The frames that fill a typical comic book are transformed here into glass rooms that float across the space of the page, capsules that allow curious passers by to peer in at Tim’s life. You might call that life lonely, but interviews with Tim Enthoven reveal that he enjoys long days of work best of all, when he can draw in isolation from early in the morning until late at night. The rigour that Enthoven imposes on himself also affects the design of his work.
Binnenskamers is a book in a large format with sturdy paper, in which Tim’s monastic existence is depicted in sharp black lines. He usually heads outside only to go to the Chinese takeaway and he has sex with a girl on one occasion, graciously shading her skin in pink. This relationship is not, however, cause for optimism: one of his drawings shows the girl devouring Tim, just as Saturn ate his son – an image that is familiar from the work of Francisco Goya.

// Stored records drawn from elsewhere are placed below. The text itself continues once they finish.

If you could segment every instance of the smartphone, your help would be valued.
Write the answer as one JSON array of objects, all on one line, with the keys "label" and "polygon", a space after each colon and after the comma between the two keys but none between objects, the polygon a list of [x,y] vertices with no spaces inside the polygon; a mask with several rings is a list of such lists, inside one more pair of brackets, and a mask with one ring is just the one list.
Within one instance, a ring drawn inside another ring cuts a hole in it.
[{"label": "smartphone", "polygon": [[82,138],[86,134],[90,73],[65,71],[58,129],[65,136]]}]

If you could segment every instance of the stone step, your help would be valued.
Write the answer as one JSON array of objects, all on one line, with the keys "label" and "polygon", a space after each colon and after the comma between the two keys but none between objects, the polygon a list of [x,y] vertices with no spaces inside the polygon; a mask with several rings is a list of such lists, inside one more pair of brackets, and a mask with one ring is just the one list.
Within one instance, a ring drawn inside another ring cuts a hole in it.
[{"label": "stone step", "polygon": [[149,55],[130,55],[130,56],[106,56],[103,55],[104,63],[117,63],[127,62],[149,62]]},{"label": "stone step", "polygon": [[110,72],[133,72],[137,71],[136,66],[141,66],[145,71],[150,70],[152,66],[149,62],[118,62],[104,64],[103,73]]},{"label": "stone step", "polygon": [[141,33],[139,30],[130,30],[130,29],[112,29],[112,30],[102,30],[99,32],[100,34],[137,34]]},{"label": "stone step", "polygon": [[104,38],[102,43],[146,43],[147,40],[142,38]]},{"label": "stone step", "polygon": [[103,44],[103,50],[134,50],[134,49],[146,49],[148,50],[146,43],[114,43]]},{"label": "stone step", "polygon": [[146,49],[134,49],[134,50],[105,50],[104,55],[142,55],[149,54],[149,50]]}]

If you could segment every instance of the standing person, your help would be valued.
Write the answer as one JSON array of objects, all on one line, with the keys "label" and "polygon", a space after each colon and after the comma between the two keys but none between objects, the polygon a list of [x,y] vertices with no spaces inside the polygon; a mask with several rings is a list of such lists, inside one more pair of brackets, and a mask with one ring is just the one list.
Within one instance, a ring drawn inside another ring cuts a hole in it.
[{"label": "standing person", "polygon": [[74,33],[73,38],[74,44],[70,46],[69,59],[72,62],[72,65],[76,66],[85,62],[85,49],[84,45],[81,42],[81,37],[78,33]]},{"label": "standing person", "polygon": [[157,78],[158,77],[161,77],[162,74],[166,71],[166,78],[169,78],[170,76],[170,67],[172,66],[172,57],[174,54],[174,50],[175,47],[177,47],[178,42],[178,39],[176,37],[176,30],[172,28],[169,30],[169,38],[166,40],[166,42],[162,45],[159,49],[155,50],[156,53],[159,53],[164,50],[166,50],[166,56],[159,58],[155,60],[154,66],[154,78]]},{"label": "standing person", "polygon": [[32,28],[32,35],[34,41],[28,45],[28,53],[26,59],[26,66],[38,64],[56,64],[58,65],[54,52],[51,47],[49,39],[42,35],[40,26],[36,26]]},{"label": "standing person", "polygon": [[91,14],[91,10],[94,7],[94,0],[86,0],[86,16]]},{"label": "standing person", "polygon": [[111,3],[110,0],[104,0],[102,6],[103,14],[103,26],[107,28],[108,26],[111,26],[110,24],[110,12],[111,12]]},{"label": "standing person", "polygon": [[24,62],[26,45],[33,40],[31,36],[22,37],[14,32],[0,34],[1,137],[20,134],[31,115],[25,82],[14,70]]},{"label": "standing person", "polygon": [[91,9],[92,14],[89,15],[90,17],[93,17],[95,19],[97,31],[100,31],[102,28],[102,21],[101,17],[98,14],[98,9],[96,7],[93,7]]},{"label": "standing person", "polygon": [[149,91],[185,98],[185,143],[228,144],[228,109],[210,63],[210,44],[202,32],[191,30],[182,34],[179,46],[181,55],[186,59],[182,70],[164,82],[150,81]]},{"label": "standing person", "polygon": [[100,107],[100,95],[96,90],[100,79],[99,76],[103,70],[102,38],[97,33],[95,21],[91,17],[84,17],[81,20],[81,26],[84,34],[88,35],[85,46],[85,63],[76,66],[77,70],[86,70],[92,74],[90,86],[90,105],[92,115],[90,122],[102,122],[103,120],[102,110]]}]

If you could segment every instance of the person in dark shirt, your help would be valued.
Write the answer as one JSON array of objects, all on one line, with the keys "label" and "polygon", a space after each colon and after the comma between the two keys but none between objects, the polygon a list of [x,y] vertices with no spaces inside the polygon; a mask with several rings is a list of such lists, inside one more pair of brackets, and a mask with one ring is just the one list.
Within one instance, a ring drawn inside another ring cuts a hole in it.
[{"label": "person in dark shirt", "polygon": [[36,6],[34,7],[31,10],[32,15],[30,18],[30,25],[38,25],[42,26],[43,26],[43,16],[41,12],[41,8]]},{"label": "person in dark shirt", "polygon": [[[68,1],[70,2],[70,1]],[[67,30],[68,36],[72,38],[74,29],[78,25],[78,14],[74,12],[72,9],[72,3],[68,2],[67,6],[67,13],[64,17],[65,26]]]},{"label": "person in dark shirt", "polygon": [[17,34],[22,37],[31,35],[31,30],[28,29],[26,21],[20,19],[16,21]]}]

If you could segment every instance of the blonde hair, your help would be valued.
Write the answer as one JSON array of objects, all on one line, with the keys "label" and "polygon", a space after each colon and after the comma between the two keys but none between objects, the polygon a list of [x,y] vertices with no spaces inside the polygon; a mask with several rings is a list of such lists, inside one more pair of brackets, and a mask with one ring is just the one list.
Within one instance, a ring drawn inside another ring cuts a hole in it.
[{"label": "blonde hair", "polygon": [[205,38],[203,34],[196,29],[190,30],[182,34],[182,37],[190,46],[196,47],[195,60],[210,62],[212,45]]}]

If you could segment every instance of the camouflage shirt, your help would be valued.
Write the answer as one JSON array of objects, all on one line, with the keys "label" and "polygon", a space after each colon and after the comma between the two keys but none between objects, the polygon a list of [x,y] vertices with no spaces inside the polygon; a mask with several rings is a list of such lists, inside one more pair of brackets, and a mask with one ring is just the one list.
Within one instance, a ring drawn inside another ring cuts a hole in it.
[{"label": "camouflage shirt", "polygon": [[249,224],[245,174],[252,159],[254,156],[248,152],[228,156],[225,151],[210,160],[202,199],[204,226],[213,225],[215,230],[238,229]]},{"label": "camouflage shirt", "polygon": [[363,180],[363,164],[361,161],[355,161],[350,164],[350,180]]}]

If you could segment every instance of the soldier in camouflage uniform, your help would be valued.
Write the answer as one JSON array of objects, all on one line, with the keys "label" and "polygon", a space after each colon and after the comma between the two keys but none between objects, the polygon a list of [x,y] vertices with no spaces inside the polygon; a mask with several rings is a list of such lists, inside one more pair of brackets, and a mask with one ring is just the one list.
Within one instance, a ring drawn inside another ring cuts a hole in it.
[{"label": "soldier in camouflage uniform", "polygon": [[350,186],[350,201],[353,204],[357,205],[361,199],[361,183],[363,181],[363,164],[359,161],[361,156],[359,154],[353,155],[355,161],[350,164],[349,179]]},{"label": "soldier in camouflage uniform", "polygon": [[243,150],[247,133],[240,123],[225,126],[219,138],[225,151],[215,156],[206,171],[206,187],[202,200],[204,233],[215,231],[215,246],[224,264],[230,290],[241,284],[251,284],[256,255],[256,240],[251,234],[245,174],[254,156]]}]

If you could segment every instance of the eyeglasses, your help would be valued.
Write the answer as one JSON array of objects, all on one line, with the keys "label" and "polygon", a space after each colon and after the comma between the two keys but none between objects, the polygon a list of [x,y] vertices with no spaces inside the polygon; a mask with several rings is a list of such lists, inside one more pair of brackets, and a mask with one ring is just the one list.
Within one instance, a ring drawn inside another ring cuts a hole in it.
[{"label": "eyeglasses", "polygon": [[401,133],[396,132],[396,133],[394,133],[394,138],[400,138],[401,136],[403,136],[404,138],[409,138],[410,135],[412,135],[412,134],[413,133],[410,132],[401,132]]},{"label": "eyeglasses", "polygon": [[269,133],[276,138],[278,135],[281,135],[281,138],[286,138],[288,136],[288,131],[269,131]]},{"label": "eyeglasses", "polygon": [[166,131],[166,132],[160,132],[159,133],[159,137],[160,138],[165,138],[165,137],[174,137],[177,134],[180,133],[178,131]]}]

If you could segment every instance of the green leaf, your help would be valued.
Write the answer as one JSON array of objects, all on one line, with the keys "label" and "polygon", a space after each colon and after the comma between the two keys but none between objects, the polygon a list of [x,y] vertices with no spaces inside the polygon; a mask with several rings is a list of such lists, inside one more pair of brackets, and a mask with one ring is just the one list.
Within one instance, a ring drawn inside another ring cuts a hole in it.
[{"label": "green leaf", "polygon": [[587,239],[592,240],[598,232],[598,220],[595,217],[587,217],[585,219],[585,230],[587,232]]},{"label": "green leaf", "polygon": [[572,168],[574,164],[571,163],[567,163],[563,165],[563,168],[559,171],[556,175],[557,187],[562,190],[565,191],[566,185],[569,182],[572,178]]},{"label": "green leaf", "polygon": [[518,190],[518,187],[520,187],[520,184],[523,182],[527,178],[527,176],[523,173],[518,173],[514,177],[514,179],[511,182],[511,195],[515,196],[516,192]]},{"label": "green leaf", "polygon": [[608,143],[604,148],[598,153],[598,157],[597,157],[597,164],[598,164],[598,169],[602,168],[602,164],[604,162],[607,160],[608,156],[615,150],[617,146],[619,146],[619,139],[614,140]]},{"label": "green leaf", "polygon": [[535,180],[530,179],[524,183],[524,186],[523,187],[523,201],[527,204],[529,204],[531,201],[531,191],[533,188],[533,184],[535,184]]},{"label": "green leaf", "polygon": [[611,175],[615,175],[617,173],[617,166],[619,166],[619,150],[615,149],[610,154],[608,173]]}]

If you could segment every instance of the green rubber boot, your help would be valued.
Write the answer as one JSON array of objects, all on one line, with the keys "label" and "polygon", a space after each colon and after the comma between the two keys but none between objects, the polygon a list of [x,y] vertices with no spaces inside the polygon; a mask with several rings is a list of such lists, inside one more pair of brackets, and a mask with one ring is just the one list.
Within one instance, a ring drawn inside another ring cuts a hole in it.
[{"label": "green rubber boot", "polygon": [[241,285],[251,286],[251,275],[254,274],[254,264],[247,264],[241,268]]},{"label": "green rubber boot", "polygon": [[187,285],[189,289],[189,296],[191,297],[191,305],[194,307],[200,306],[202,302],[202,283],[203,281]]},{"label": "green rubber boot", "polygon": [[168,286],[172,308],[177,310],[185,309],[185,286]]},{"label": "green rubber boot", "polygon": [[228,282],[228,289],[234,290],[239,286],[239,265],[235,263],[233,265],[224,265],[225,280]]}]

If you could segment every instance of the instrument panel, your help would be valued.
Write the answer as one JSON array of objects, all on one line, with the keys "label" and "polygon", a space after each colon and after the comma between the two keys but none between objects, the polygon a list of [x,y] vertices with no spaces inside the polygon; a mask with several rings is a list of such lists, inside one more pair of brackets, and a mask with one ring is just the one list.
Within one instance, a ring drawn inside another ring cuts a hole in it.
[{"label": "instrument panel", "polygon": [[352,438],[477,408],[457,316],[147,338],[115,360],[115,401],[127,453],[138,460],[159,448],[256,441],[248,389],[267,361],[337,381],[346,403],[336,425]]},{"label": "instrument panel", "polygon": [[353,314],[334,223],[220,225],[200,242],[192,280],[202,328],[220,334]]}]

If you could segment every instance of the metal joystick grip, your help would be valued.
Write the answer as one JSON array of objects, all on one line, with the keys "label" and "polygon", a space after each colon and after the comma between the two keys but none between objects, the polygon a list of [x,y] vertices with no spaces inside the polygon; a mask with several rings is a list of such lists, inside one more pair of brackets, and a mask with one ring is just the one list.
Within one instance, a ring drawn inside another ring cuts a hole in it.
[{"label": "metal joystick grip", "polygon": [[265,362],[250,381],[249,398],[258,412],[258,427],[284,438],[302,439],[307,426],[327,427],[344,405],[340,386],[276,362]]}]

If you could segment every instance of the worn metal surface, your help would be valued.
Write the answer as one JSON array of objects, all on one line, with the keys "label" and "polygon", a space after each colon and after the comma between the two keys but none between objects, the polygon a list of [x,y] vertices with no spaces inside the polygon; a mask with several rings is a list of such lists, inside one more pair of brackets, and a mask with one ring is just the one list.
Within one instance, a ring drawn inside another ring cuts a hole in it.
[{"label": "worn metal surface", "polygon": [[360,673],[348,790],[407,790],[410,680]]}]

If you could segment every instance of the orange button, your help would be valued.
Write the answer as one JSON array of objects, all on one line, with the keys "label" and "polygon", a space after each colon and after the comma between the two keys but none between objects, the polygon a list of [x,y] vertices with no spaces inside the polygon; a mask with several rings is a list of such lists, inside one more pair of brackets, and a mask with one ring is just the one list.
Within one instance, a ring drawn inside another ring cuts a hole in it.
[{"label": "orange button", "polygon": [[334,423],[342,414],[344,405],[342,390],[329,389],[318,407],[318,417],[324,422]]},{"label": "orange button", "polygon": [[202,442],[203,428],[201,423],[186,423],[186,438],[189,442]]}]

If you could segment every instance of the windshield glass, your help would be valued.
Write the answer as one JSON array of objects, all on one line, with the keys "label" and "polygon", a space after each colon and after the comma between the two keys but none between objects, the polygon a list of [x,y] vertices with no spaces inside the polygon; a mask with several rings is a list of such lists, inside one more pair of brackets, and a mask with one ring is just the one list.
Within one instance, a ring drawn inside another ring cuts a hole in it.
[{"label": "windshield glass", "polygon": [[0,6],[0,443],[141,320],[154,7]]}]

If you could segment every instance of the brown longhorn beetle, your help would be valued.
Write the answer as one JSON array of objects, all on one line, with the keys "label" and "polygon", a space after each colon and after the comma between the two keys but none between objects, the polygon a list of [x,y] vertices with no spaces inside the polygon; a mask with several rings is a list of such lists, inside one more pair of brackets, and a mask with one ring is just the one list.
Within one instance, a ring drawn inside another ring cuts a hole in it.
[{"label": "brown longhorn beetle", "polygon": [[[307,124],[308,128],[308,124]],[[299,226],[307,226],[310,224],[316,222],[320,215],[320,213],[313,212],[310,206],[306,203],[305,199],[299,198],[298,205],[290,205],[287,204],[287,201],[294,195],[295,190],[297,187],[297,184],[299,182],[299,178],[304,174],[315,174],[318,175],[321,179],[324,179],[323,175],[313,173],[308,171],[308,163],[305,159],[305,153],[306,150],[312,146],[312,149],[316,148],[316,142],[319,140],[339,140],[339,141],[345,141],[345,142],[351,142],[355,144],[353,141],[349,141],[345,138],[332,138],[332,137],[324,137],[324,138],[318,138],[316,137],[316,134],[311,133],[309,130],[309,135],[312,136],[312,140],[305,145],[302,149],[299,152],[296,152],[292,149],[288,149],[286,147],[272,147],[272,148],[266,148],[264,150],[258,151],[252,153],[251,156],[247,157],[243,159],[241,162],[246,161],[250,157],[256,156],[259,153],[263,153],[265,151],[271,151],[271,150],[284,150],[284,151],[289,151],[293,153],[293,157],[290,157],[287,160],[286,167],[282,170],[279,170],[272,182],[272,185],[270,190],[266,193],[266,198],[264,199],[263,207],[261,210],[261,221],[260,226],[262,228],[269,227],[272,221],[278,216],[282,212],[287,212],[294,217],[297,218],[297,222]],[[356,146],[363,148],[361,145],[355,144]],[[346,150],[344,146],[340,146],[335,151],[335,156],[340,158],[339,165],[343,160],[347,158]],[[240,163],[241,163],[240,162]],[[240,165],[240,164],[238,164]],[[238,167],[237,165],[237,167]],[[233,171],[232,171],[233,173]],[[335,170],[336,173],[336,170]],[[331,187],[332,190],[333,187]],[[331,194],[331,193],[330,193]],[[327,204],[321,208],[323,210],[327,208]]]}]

Taking inspiration from the classics, rather than other comic strips, is a typical feature of Enthoven’s work. He finds his influences in great figures such as author Knut Hamsun, a master when it comes to describing loneliness, and Albrecht Dürer, for his graphic precision. What is most striking about this young comic-book creator is his originality. His autobiographical exhibition The Tiny Tim, the Early Years of Tim Enthoven 1994-2003 proved that he is able to create extraordinary narratives in three dimensions as well as on paper. Enthoven forced viewers onto their knees to look back with him at his younger self: in one of the black boxes he depicted a line of children holding up their arms so that you can pass underneath – just as Enthoven himself once did.